One would think that with all of this disclosure there might be some dampening in the sales of IUL policies, or a substantial shift toward whole-life products. But that’s not the case.

If AG 49 affords no meaningful advantage to buyers of life insurance, then what was the real reason for the change? Could it be that financial institutions bolstered their defense against consumer-based litigation under the guise of transparency? Are the regulations simply a movement toward populism, as some have argued? Does anyone even know what the true intent was behind the changes?

Perhaps these questions reflect too sinister a view of the financial-services industry and its efforts to generate profit. Given that tens of millions of dollars have been spent on introducing the new DOL fiduciary rules and AG 49, one might expect newly savvy investors to be scoring higher net returns, deftly avoiding investment dips or, at a minimum, sidestepping risk. But there is no meaningful evidence of such advancements. There has been no paradigm shift, no earth-shaking realignment in the types of insurance policies sold, no notable increase (or decrease) in retirement-plan contributions, and the above-the-fold headlines touting, “Consumers are making better choices,” have yet to be published.

Where are the clarion calls from advocacy groups or their bulk email campaigns alerting consumers that today’s regulatory victories herald a time to revisit financial matters?

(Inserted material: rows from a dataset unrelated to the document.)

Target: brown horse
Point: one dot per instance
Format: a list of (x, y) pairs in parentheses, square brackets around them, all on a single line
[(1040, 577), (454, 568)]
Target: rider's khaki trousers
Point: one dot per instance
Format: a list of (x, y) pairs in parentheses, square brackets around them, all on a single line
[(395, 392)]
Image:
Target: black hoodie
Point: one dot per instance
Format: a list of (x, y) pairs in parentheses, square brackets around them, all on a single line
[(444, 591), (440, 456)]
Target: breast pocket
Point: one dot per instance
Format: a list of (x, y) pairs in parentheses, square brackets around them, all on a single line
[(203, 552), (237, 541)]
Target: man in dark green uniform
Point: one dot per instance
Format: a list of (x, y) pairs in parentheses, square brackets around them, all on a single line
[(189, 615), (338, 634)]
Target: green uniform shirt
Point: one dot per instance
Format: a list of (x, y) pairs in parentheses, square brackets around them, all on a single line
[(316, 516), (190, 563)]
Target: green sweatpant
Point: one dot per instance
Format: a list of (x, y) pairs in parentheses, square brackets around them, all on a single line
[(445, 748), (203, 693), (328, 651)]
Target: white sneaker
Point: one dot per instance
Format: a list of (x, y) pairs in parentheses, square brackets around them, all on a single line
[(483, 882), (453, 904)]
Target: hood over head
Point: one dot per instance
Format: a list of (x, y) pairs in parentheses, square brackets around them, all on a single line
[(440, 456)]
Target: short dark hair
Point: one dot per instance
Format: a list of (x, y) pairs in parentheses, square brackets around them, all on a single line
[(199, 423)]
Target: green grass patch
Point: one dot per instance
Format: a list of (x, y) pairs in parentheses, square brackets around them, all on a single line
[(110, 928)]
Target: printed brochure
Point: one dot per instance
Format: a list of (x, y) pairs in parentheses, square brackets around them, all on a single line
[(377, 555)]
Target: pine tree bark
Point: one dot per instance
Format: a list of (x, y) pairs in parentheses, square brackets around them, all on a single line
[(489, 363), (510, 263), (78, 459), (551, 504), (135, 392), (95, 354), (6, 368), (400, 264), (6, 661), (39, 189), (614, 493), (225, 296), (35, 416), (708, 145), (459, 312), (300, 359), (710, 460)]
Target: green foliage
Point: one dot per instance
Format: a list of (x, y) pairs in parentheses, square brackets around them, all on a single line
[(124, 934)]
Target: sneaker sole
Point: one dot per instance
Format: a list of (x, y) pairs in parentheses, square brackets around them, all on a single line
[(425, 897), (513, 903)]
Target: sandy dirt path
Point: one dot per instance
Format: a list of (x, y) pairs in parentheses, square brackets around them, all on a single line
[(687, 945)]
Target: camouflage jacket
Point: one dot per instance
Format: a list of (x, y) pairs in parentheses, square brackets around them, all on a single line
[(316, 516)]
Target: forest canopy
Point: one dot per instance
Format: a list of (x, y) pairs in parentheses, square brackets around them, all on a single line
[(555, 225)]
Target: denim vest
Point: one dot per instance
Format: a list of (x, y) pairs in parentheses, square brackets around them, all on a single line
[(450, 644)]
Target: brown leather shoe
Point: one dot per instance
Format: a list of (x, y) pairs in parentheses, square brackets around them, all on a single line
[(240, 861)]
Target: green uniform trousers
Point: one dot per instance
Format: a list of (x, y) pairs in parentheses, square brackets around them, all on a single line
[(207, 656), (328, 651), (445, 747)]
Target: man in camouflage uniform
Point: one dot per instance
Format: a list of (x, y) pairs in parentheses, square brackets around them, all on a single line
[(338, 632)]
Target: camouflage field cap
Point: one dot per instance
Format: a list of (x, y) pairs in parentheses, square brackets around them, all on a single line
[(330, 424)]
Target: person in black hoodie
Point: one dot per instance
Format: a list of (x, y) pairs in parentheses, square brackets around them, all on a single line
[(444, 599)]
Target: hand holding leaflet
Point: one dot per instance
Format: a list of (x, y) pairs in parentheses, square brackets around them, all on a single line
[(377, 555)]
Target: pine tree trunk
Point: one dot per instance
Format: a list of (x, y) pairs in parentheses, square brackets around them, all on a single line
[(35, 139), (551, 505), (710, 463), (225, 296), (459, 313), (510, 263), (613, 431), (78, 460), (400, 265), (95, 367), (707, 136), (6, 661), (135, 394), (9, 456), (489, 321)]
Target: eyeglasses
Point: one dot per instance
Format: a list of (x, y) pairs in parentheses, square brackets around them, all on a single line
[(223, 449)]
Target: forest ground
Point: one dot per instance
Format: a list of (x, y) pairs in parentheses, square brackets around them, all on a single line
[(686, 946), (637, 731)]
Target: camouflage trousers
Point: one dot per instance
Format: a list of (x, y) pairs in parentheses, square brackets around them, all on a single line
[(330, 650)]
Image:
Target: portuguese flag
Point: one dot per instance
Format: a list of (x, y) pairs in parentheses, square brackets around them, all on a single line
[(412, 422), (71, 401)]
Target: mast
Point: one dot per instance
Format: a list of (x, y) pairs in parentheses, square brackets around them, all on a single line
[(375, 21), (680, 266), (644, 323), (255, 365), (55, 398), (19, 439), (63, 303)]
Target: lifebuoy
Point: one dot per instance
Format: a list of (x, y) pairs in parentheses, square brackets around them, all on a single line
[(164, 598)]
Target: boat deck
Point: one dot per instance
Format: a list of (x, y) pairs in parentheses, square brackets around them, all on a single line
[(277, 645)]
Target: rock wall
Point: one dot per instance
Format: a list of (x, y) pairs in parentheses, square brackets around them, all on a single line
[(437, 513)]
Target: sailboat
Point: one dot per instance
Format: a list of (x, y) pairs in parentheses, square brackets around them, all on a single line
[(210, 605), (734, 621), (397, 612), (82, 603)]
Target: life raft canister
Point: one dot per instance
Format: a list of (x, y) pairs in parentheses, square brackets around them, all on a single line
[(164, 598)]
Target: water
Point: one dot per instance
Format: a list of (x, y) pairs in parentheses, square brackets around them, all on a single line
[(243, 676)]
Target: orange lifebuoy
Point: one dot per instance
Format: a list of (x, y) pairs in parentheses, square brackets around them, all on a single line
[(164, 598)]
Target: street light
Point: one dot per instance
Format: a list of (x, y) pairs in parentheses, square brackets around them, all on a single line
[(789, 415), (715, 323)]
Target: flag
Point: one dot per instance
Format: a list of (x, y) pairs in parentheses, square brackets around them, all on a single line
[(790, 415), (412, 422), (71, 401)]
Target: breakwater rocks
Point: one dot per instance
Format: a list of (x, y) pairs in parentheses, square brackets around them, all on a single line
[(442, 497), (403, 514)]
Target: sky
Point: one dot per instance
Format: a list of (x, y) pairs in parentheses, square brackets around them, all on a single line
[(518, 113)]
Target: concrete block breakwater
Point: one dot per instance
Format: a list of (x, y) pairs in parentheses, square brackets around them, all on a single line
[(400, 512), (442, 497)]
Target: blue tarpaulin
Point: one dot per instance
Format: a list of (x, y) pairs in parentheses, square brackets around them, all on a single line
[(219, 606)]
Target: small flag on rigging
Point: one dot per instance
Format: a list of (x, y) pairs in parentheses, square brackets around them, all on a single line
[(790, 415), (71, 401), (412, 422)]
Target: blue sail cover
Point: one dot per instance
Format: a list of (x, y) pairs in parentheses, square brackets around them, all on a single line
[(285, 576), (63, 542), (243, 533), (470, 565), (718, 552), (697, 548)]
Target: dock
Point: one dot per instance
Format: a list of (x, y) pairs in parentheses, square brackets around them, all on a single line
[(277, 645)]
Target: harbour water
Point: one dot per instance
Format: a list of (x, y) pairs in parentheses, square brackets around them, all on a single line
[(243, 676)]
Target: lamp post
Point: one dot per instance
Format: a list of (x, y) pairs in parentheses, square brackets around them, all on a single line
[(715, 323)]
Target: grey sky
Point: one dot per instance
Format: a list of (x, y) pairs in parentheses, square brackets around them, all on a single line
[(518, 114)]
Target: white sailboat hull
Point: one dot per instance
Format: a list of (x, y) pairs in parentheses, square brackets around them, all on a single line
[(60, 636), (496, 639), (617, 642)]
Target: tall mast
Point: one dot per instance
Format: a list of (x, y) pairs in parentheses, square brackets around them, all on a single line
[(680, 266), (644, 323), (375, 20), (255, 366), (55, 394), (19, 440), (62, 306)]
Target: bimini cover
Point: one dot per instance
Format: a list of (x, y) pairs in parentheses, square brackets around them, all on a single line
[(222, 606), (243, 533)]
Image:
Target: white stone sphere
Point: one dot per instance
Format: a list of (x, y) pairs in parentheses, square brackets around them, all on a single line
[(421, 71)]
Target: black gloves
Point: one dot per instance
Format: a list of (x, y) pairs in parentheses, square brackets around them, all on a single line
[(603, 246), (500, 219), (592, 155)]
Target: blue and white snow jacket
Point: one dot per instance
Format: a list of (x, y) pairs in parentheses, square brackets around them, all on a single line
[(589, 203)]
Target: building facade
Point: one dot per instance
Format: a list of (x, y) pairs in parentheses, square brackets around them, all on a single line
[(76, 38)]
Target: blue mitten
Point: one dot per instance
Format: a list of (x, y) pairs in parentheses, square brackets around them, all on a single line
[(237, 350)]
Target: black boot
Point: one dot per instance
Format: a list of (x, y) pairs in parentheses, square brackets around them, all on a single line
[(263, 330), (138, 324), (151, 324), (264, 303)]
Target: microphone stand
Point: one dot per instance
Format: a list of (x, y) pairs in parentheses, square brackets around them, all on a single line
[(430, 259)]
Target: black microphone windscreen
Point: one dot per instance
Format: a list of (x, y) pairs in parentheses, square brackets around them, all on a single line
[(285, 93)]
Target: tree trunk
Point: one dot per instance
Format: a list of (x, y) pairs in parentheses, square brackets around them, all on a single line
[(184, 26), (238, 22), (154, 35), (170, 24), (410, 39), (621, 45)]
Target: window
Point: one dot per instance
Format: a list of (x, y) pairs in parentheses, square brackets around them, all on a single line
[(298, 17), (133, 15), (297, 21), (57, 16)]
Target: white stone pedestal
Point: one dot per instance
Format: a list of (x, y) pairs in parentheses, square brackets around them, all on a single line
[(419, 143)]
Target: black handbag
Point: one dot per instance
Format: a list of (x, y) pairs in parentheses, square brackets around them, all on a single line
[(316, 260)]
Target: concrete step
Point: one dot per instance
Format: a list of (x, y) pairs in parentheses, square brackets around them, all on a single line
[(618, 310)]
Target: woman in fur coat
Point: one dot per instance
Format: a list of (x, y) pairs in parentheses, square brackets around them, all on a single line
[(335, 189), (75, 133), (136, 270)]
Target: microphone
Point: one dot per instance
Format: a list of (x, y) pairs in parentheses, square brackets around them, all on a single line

Basically, anything and everything can be found on the Internet, but search the web looking for specific evidence of consumer victory in the above matters and what you’ll mostly hear are crickets.

Both the Obama and Trump administrations, along with members of Congress, promised to “shake up Wall Street” and/or “drain the swamp.” In delivering their vows, our regulatory bodies have, allegedly, scrubbed the windows of transparency so that they appear clear. But in a world in which consumers of financial goods have become colorblind to varying shades of truth, little has changed beyond Wall Street's bulletproofing its own tinted glass.

 

Jerry Hesch is an attorney, professor, author and speaker on estate-planning and taxation law. He is the director of the Notre Dame Tax & Estate Planning Institute. Brad Barros is the senior risk analyst consultant for the law firm Rodnunsky & Associates. He is also the CEO of My National Family Office, Inc., and the creator of Iron Dome Insurance.